2 Best Sights in Boerum Hill, New York City

Invisible Dog

Boerum Hill
A 19th-century factory building that for a few recent decades was home to the maker of the famous "invisible dog" leashes is now an interdisciplinary arts center with more than two dozen studios for artists. The gallery exhibits their works and those of their peers from Brooklyn and beyond, and other spaces host musical performances, dance recitals, and other cultural events.
51 Bergen St., Brooklyn, New York, 11201, USA
347-560–3641
sights Details
Rate Includes: Closed Mon.; open by appointment only Tues. and Wed.

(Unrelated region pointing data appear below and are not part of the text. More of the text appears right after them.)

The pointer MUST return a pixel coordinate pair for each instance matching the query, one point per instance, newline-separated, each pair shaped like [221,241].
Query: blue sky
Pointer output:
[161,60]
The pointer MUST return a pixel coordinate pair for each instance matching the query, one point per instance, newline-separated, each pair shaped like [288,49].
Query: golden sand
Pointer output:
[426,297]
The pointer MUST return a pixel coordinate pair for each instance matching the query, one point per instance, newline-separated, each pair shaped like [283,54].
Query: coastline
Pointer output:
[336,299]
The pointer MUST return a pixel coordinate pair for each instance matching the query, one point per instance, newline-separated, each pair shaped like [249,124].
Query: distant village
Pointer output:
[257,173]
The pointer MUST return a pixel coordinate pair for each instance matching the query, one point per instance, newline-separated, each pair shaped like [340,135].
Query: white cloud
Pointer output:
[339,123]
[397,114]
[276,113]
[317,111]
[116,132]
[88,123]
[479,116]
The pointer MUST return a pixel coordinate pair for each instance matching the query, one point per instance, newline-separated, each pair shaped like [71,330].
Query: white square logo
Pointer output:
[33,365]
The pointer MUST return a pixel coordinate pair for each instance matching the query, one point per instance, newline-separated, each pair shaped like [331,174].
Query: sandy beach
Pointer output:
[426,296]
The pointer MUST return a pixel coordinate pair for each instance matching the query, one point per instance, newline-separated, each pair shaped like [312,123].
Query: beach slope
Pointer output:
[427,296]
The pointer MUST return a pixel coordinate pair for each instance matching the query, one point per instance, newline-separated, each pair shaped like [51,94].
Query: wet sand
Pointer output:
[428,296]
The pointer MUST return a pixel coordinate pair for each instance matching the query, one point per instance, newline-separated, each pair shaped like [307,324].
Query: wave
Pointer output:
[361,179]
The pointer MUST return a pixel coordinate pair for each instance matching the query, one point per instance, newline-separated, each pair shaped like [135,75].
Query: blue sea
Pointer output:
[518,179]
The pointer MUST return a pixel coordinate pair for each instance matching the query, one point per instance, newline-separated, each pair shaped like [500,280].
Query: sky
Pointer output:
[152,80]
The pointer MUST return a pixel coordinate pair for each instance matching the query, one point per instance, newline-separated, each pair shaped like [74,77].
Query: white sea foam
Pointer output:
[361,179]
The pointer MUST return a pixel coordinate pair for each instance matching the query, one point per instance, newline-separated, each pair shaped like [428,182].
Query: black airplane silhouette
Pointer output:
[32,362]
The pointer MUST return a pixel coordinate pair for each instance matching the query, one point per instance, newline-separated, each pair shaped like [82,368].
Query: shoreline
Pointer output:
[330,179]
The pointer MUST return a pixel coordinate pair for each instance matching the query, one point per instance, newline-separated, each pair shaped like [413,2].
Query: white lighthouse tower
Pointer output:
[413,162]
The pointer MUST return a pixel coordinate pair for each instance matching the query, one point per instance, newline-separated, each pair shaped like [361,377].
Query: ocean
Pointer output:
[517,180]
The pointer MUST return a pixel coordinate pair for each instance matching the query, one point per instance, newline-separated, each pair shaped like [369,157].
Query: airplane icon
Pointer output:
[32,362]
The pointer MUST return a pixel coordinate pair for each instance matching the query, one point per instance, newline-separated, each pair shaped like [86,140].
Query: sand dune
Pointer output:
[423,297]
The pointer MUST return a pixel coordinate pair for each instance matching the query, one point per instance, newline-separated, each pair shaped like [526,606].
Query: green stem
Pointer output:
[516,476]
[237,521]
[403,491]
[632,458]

Strong Place and Tompkins Place

Cobble Hill
These pretty redbrick- and brownstone-lined streets are quintessential parts of the neighborhood and well worth a stroll. Single-block streets, often designated as "places," emerged across the borough to fill in extra space when nearly parallel streets swerved too far apart. The Gothic Revival brownstone church at the corner of Strong and Degraw streets dates to 1849, but many homes on Tompkins Place were erected during the first decade of the 20th century. Two Christian churches (first a Dutch Reformed church, then Trinity German Lutheran Church) previously occupied what's now Kane Street Synagogue at the corner of Tompkins and Kane streets; the structure was built in the mid-1850s.